Sejak malam ketika saya meruntuhkan tembok saya, kami berdua telah berlatih bersikap terbuka untuk mengenal satu sama lain di luar lantai dansa dan segalanya mengalami kemajuan. Kami sekarang saling mengajak makan malam, melakukan aktivitas, atau menghabiskan waktu di rumah masing-masing untuk saling mengenal. Kami berbicara dan mengirim SMS di telepon dan berbagi apa yang terjadi dalam hidup kami.
Kami membuat rencana untuk pergi ke acara-acara dan berbagi lebih banyak tentang apa yang ingin kami lakukan dan bagaimana kami ingin menjalani masa depan. Maksud saya berbagi cerita ini dengan Anda adalah saya tidak yakin saya akan “menyerah” padanya jika bukan karena operasi saya. Saya memiliki seorang pria luar biasa tepat di depan saya yang tidak saya biarkan masuk sampai saya mengetahui dengan lebih jelas kefanaan saya dan bahwa saya ingin mencintai lagi dan saya mengerahkan keberanian untuk membiarkan kemungkinan cinta tumbuh di antara kami.
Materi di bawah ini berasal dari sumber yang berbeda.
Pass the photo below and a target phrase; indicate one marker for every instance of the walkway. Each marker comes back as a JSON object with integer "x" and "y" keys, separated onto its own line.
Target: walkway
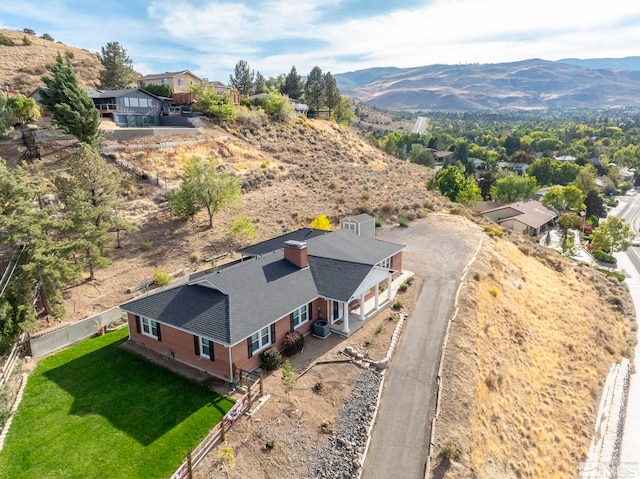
{"x": 437, "y": 252}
Mungkin Anda pernah mengalami masalah kesehatan atau Anda sedang mempertimbangkan kehidupan dan prioritas Anda karena alasan lain. Jika Anda mendapati diri Anda menahan cinta, pertimbangkan untuk memberi diri Anda kesempatan lagi. Temukan apakah Anda telah mendirikan tembok yang melarang cinta dalam hidup Anda. Lihatlah siapa yang ada dalam hidup Anda sekarang yang mungkin Anda tolak. Keluarlah dan berkencan dan jelajahi kemungkinannya. Lihatlah ke dalam untuk melepaskan penolakan atau menyembuhkan luka masa lalu yang menghalangi Anda untuk bergerak maju. Membiarkan cinta masuk lagi ke dunia Anda mungkin merupakan keputusan terbaik dalam hidup Anda!
Lisa J.Sultz adalah seorang konsultan, pembicara, dan penulis pemenang penghargaan, yang berspesialisasi dalam menulis buku non-fiksi, self-help, dan inspiratif. Dia adalah penulis Hidup Lebih Ringan: Rapikan. Mengatur. Menyederhanakan.